Kali ini Junhui merengkuh tubuh Minghao, mencoba membuat Minghao tenang. Junhui memejamkan matanya sejenak. Mungkin dia butuh anti-depresan setelah ini, pikir Junhui.
"Hm.. aku akan membongkar kartuku, saat aku berusia dua belas tahun aku sama sepertimu. Tak ada hari yang menyenangkan selama aku hidup, tanpa perhatian, tanpa kasih sayang, tanpa pengertian dari siapapun. Orang tuaku terlalu sibuk bekerja, dan pada masa itu aku merasa aku tak memilik siapapun. Belum lagi tuntutan-tuntutan dari keluargaku, mereka selalu bilang kalau aku harus menjadi orang yang cerdas, aku harus bisa menjadi a, b, c, d sesuai dengan apa yang mereka harapkan. Dan, itu menjadi beban bagiku" Junhui terdiam sejenak, dia mencoba mengontrol emosinya.
"Suatu saat, ketika aku sedang mencatat apa yang harus aku pelajari aku sadar kalau aku sangat-sangat lelah rasanya aku tak sanggup lagi. Terselip rasa khawatir dan takut pada rasa lelah itu. Seperti, aku tidak tau lagi, aku tak sanggup lagi, daripada harus menghadapi masa depan lebih baik mati saja, aku tidak mau mengecewakan keluarga ku karena aku gagal. Saat aku berada diperjalanan, aku selalu berharap aku mengalami kecelakaan, kalau aku tak mati aku harap aku cacat. Dengan harapan mereka bisa mengerti kenapa aku gagal" lanjut Junhui, ditaruhnya dagu miliknya di atas kepala Minghao. Hidungnya mencium aroma apel dari rambut Minghao.

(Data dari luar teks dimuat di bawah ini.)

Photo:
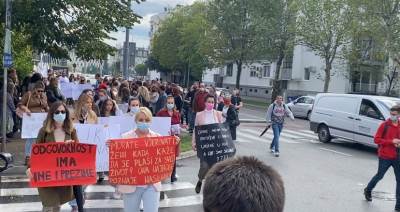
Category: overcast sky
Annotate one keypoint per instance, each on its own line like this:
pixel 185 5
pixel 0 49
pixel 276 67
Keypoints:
pixel 140 32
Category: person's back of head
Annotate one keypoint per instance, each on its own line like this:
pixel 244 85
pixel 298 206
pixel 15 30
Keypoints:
pixel 243 184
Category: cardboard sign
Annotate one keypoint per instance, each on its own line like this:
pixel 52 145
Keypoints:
pixel 62 164
pixel 160 125
pixel 32 124
pixel 214 143
pixel 141 161
pixel 98 135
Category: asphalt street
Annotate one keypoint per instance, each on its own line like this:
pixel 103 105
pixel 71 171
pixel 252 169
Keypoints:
pixel 318 177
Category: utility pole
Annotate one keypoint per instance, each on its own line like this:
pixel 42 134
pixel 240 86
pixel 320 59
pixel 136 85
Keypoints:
pixel 7 61
pixel 126 50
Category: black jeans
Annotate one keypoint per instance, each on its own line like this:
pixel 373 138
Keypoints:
pixel 384 165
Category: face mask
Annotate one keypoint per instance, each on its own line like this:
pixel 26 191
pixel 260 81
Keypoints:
pixel 143 126
pixel 170 106
pixel 59 118
pixel 209 106
pixel 134 110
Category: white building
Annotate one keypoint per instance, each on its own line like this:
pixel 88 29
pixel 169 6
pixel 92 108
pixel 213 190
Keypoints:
pixel 301 75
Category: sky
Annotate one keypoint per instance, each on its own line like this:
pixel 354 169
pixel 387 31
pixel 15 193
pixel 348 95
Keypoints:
pixel 140 32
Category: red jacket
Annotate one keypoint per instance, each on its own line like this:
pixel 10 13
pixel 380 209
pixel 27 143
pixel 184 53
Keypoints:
pixel 175 118
pixel 386 148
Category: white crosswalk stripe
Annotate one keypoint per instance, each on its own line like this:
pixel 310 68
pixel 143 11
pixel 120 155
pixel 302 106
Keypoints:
pixel 287 136
pixel 11 189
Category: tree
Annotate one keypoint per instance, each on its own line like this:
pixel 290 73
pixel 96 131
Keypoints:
pixel 325 26
pixel 60 25
pixel 179 44
pixel 231 33
pixel 141 69
pixel 275 34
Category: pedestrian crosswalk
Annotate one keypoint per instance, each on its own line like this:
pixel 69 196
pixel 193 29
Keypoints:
pixel 17 196
pixel 248 135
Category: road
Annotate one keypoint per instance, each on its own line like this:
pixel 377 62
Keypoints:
pixel 318 177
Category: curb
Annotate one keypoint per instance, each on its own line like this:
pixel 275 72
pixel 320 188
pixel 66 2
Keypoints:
pixel 187 154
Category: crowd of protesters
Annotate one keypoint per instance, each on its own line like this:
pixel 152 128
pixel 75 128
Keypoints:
pixel 196 106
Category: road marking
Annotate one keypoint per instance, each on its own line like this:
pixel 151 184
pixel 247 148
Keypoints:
pixel 103 204
pixel 90 189
pixel 334 151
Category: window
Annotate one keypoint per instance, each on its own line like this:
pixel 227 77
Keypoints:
pixel 369 110
pixel 301 100
pixel 229 69
pixel 267 71
pixel 253 73
pixel 307 73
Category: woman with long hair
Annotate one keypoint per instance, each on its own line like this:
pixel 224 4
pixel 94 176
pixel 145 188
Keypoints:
pixel 84 113
pixel 34 101
pixel 144 96
pixel 170 111
pixel 208 116
pixel 57 127
pixel 149 194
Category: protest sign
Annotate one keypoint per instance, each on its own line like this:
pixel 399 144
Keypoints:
pixel 214 143
pixel 32 124
pixel 66 89
pixel 160 125
pixel 61 164
pixel 141 161
pixel 98 135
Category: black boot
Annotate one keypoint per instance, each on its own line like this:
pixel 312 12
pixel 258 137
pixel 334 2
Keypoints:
pixel 367 195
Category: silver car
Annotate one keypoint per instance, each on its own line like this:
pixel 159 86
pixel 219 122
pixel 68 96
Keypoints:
pixel 302 106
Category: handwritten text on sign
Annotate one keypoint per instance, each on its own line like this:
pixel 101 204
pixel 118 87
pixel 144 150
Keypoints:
pixel 141 161
pixel 214 143
pixel 61 164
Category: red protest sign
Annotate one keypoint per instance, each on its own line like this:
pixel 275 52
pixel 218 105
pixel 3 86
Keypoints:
pixel 61 164
pixel 141 161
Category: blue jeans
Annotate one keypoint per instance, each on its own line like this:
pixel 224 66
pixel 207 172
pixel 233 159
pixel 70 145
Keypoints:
pixel 149 196
pixel 277 129
pixel 383 166
pixel 28 146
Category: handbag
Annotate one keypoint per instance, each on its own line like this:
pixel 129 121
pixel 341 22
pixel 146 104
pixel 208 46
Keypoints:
pixel 19 111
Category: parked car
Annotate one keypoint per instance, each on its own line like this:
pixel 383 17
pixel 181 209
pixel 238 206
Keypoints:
pixel 351 117
pixel 302 106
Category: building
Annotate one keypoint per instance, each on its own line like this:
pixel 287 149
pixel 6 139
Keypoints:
pixel 302 74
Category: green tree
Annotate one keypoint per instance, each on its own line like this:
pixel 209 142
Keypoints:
pixel 60 25
pixel 275 34
pixel 141 69
pixel 231 33
pixel 325 26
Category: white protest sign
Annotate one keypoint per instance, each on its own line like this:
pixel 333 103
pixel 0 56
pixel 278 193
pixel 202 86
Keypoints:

"Ya kira-kira begitulah apa yang aku rasakan. Rasa takut, khawatir, lelah, panik semuanya menjadi satu. Ah, aku jadi ingin menangis" ucap Junhui lalu menenggelamkan kepalanya di rambut halus Minghao.
"Jangan takut, ada aku disini. Sejauh ini kau sudah melakukan yang terbaik, Hao. Jika kau lelah aku ada untukmu, jangan sungkan kepadaku, jangan takut" tutur Junhui dengan nada lembutnya.
Kali ini tangan Minghao melingkar di punggung Junhui, dia memeluk Junhui erat sangat erat. Tangisannya pecah saat mendengar apa yang terakhir Junhui ucapkan.
"Iya, aku lelah ge! Aku takut, sangat takut. Aku tak tau harus bagaimana menghadapinya, ini terlalu berat bagiku. Aku ini tak bisa melakukan apapun tapi kenapa orang orang berharap banyak dariku. Kenapa ge? Karena mereka percaya padaku? Aku tak butuh, itu membuatku tertekan, aku takut ge" rancu Minghao dalam pelukan Junhui.
"Terkadang, dunia terasa begitu dingin kepadaku. Aku benci" gumam Minghao.
"Tak perlu risau, aku akan menjadi tungku perapian saat kau merasakan dinginnya dunia kepadamu" Balas Junhui.
Dilepaskan rengkuhannya, lalu menatap wajah Minghao yang merah karena menangis cukup lama, matanya sembab, hidungnya merah. Tanpa sadar Junhui mengecup bibir Minghao secepat kilat, mata sembabnya itu terbuka lebar saat Junhui mengecup bibirnya.
"Jika kau ingin pulang, pulanglah kepadaku."